I knew that she was trying to be kind, to say the right thing that would make me feel less crushed and devastated. But to call him an idiot wasn't it. It was a far cry from the truth, and there was no escaping the fact that even though he'd dealt me such a crushing blow, I knew why he'd done it, and I knew that it wasn't from a place of cruelty, it was from a place of pain and unhealed wounds.

"No, he's not," I muttered, rubbing my eyes with the back of my hand, refusing to allow any more tears to fall from my red and puffy eyes.

"Care, if he can't see that you are worth holding onto, then yes, he is," Dana shrugged.

I didn't feel like arguing the point further, so I tuned out, staring into the depths of my mug as she continued her attempts to fix my down-in-the-dumps attitude.

"... Then you can move on, leave the past in the past and forget about all this."

"What was that?" I asked, having been brought back out of my reverie by her latest words.

"What was what?"

"What you were saying about moving on," I replied hurriedly.
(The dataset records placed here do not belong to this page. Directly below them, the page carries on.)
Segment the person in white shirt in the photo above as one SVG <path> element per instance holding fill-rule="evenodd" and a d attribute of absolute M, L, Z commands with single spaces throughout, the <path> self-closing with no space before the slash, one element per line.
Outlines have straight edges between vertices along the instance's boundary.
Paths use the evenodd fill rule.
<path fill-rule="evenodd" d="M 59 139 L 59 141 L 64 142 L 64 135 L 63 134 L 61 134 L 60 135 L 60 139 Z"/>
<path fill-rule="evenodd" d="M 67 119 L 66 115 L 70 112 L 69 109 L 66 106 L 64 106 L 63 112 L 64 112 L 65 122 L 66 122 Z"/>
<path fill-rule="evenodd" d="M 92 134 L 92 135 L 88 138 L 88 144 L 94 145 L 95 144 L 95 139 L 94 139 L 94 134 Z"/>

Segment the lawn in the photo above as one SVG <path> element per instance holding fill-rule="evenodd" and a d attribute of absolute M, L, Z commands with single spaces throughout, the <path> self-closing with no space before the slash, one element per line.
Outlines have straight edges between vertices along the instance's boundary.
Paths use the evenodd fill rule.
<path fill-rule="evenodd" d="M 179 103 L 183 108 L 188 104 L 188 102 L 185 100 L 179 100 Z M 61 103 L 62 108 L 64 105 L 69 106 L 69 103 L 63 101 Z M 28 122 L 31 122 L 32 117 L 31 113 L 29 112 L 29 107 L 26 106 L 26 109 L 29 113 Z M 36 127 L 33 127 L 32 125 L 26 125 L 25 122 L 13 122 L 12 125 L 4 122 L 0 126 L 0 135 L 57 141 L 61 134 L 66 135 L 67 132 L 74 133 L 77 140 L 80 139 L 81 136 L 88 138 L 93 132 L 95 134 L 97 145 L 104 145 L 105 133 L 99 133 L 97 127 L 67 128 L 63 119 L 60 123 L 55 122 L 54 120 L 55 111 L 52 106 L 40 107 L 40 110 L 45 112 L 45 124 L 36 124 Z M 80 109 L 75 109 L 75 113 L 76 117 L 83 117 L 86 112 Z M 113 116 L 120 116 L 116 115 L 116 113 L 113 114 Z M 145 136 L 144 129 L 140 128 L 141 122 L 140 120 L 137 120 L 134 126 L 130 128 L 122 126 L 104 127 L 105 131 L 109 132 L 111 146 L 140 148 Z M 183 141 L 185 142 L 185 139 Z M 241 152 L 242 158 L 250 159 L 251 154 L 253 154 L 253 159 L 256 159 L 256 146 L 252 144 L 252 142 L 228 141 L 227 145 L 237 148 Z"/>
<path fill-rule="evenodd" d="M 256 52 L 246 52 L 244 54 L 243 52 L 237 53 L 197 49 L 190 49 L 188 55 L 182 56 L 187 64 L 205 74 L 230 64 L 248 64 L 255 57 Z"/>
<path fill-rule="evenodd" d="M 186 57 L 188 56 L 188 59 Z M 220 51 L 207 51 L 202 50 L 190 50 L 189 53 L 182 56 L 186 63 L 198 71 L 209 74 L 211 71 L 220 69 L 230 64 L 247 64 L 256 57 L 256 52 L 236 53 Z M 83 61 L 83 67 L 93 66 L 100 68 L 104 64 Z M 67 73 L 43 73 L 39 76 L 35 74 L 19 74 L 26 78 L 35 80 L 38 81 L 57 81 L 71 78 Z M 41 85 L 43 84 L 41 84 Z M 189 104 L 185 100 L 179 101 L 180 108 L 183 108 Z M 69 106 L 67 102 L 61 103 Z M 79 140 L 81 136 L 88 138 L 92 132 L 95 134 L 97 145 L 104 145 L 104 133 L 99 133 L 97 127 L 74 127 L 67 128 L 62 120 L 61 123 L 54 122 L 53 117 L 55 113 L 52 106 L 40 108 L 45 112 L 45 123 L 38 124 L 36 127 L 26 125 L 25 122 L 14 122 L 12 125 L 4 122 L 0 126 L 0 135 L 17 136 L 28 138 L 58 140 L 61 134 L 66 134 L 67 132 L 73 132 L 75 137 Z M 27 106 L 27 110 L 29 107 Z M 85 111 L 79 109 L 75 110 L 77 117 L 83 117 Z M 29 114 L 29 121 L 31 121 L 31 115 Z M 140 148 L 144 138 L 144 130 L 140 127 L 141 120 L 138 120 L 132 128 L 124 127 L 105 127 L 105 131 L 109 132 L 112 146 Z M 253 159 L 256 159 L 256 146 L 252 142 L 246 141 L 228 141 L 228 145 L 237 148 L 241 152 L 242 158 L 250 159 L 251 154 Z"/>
"I said, we all just need to accept that some things are out of our control, we do what we can and then move on. Only then can you start to heal from each experience and leave your baggage in the past," She repeated.

Her words struck deep on a multitude of levels, sparking a bunch of thoughts all at once. So many things had been out of my control lately but had I really done what I could about any of them. Had I really tried? I'd never before been someone who gave up easily. I was someone who went after what they wanted and I didn't give up until I got it. Meeting Jake had taught me so many things, but out of respect for his choices, I'd surrendered that determination, and in order to move on, I had to get it back. I had to act now, try now. It was time to give everything one last push, then if I had to walk away, I could do it knowing that I'd given it my all. That I hadn't just given up and let everything fall apart.

I got to my feet, tugging at the belt of my robe.

"Care?" Dana said questioningly.

I didn't answer, darting back to my room to change. I knew what I needed to do, and I didn't have much time to pull it all off. For better or for worse, I needed to do this.